The front entrance to this Presbyterian Church in this small rural North Carolina town is massive. It contains four towering white columns. Columns, which I am certain, provide support for the covered entrance as much as they pay architectural homage to the era in which the church was built. The soaring columns convey a sense of loftiness, most likely a reflection of a bygone era when this church stood at the center of public life and discourse in this small southern textile town.

On this particular Easter Sunday, the entrance to this Presbyterian Church is in disrepair. The paint on the soaring columns is peeling. The cement and flagstone porch, covered in years of neglect, screams for a pressure washing. The window frames are busting, peeling and losing their century long hold on the muted stained glass. In reality, the building looks and feels more like a mausoleum. The physical signs of neglect are outward manifestations of a local church in disrepair. From all indications, this church, like so many, is dying.

The welcome sign out front, missing the letters “t” and “h,” reads “The Ear is the Lord’s.” The Sunday School rooms smell musty and seem purposeless. Bibles and songbooks and children’s toys look like they were left in mid-use; almost as if the rapture took place and sucked the life out of the building. The manse, too, is empty; vacated by a burned-out pastor under cover of night. Most Sundays, less than a dozen faithful members populate a sanctuary built to accommodate at least 250 living and breathing human beings.

Yet, on this drizzly and overcast Easter Sunday, at 10:45; fifteen minutes before the official start of worship, Janice is sweeping the front entrance at this Presbyterian Church. Yes…she is sweeping.

woman sweeping

Janice is in her mid-seventies.
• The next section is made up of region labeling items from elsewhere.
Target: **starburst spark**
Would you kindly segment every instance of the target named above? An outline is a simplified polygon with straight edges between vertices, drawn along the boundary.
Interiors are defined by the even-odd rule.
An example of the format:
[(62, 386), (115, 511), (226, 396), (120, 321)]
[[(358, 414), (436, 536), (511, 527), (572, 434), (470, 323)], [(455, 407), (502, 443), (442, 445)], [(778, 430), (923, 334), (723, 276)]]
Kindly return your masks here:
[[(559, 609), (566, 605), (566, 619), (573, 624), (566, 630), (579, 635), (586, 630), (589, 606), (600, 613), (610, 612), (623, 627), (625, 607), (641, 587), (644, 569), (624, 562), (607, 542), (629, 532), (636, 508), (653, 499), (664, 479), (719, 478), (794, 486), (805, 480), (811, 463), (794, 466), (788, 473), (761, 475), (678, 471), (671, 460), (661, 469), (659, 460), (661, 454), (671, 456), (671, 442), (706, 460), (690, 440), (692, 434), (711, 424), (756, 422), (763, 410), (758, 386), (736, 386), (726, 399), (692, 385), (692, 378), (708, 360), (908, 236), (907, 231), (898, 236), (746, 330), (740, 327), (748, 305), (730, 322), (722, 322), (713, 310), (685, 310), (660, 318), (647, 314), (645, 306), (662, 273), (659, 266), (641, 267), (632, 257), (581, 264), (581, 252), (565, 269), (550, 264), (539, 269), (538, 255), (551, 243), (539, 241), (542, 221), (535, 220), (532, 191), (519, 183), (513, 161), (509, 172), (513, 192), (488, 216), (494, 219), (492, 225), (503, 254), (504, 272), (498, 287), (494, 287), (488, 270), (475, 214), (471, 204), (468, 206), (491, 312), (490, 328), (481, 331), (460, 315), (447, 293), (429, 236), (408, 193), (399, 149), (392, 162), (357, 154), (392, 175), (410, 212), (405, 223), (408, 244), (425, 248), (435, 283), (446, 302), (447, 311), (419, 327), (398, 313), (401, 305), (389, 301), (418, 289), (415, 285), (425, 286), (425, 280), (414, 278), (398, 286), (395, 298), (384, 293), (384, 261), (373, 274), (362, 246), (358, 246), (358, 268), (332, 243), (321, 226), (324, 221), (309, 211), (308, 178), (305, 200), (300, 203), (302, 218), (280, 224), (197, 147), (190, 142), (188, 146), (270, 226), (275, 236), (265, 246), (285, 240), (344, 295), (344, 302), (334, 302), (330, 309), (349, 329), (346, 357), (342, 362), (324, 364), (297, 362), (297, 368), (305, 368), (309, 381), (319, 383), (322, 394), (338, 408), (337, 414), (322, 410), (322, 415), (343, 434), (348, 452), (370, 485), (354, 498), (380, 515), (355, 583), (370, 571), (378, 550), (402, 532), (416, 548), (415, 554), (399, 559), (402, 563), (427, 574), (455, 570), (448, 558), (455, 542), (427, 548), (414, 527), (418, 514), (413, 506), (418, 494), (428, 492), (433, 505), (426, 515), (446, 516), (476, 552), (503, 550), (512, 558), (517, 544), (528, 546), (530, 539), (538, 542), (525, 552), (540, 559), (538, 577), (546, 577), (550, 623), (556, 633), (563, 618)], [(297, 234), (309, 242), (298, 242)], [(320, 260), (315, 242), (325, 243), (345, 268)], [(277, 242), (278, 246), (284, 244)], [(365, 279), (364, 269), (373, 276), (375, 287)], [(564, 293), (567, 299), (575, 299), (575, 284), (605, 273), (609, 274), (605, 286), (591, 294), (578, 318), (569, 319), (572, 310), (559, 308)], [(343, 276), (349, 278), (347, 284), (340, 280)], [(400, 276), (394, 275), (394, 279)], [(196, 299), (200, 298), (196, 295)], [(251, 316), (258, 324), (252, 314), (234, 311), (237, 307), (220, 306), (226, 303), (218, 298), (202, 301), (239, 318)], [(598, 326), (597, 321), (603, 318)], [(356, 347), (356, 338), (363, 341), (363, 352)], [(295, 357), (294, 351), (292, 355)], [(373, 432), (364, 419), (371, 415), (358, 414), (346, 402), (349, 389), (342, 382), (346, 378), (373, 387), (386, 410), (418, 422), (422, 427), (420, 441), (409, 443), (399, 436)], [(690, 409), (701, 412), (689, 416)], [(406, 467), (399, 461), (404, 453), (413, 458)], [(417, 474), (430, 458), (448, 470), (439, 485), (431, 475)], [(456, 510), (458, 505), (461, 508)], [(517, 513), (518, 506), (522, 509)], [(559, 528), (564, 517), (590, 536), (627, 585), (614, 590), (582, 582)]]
Her boney fingers clutch the broom handle with tenderness and while she sweeps, she tells me she has performed this task with regularity for the past fifty-some-odd-years. Janice sweeps in the face of death. In this geographical and spiritual location, where reality seems to raise its voice in verbose terms, “This is meaningless and unworthy,” she sweeps. I am tempted to join the refrain of reality and reprimand Janice for doing something as mundane as sweeping a porch when the church is dying. There are so many other needful things to be done!

But, as I watch and listen, the Holy Spirit grips my core and in one of those moments when heaven and earth intersect, I realize Janice is not unlike Joseph of Arimathea. For you see, Janice, too, even in the face of death, sweeps while “waiting expectantly for the Kingdom of God.”

Freedom For Ministry

According to Richard John Neuhaus, the Christian gospel is an interpretation of reality that bestows a “saving and order” upon our experiences. A holy imagination is mandated. Ministry requires it and cannot survive without it. It really is the task of the pastor, the preacher, the minister, or the under-shepherd (use whatever title you fancy) to hold in tandem the visible and the invisible.

In situations that seem desperately hopeless, as in the case of this particular church at this particular time, it is difficult, almost impossible, to “minister by hope beyond apology.” For I, too, am like those lofty columns. I am in disrepair! I battle a clamoring ego. I run from my own demons and I question the authority of the call. I am discovering how strenuous and grueling it is to buttress the invisible against the visible when the visible is so depressingly damning.

But, in spite of myself, and because I am drowning in an ocean of grace, I am set free to “sight, signal and support” the structure, albeit an imperfect structure, so that Janice, and countless others like her, can perform faithfully mundane tasks all the while waiting expectantly for the Kingdom of God.

The voice of Neuhaus, combined with an old woman named Janice and a good strong nudging of the Holy Spirit called me to “Repent and believe the good news.”  Because on this Easter Sunday Morning, the Kingdom of God has come near! It really has.